Самый университетский устав подвергся бесконечным обсуждениям. Выработанный комиссией проект не только был разослан по всем университетам для обсуждения в советах, что имело некоторый смысл, но был послан разным иностранным ученым, которые о положении и потребностях русских университетов не имели ни малейшего понятия, а потому не «в состоянии были сказать путное слово. Все это тщательно было собрано в многочисленные фолианты, которые рассылались направо и налево. Сам Головнин задался мыслью прославить свое министерство уничтожением служебных преимуществ высшего образования. В то время это считалось либеральною мерою. С этим планом он приехал в Москву. В течение целого вечера мы с Дмитриевым старались убедить его, что при нашей служебной системе это будет только премиею невежеству и открытием самых широких дверей протекции. Он остался при своем мнении, но, разумеется, из этого ничего не могло выйти; чтобы отменить служебные преимущества университетского образования, надобно было предварительно пересоздать всю государственную службу. Новый устав вышел таким, каким он должен был быть. Сохранены все существенные основания университетского устройства. Власть попечителя намеренно осталась несколько неопределенною для того, чтобы в случае нужды можно было придать ей нужную силу. Самая важная перемена против прежней системы состояла в подчинении инспекции избираемому Советом проректору; но так как попечитель оставался высшим руководителем, то это не было в сущности ограничением его власти. После студенческих беспорядков менее всего можно было думать о том, чтобы ограничить права начальства. Поэтому, когда впоследствии старались выставить устав 1863 года плодом господствовавшего в то время крайнего либерализма, то это было бессовестным искажением истины. Из предыдущего изложения можно видеть, что московские профессора, которые вырабатывали и обсуждали этот устав, вовсе не были заражены духом крайнего либерализма. Можно, напротив, сказать, что он был плодом здравого консервативного направления, впервые тут выразившегося. Как я подробно расскажу ниже, поход против устава 1863 года был предпринят Катковым и Леонтьевым из чисто личных целей, и так как они не брезгали никакими средствами, то они с обычным своим бесстыдством представляли в совершенно превратном виде дело хорошо им известное. А отуманенное правительство и невежественная публика принимали все это за чистые деньги.

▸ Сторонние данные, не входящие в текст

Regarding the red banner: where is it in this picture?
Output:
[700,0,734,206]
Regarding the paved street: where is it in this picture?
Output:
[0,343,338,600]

12 января, день основания Московского университета праздновался одним из тех публичных обедов, которые вошли в обычай в последние годы. Профессора были поставлены в затруднительное положение. Нам известно было, что в публике, при тогдашнем анархическом брожении умов, при постоянном подстрекательстве радикальных газет, многие весьма недоброжелательно смотрели на стойкое наше положение во время университетских волнений. Нас предупреждали даже, что хотят воспользоваться обедом, чтобы публично учинить нам какой-нибудь скандал. По этому поводу я писал брату: «Вот тебе маленький образчик такта, с которым действуют наши власти. 12 января затевается обыкновенный университетский обед. Несвоевременнее этого ничего быть не может. При шатком положении университета, при общем раздражении умов, наверное можно сказать, что тут произойдет какая-нибудь демонстрация или скандал. Наша публика вообще приличия не знает, а за этими обедами имеет обыкновение напиваться. Предметом скандала будут, разумеется, профессора. Между тем, обед затевает губернский предводитель в виду предстоящих выборов; обед будет такой многочисленный, какого никогда не было, потому что вместо 6 рублей плата 3 рубля, следовательно, будет публика всякого рода. Из университета об этом никого даже не спросили, и теперь мы стоим между двумя опасностями: если мы не поедем – скажут, что мы струсили, и это будет иметь вид демонстрации, что очень дурно; если поедем – мы подвергаемся неприличным выходкам со стороны пьяной и буйной части публики, не говоря уже о том, что всякие демонстрации возбуждают страсти, а университету нужен прежде всего покой. Когда есть власть предупреждать волнения, надобно употреблять ее с толком. Но, разумеется, теперь запретить обед было бы гораздо хуже, нежели предоставить все на произвол судьбы. Я сильно опасаюсь, что при этих обстоятельствах, с наплывом студентов из Петербурга, у нас будет дурное полугодие. Мы должны на своих плечах выносить все глупости, которые делаются вокруг нас».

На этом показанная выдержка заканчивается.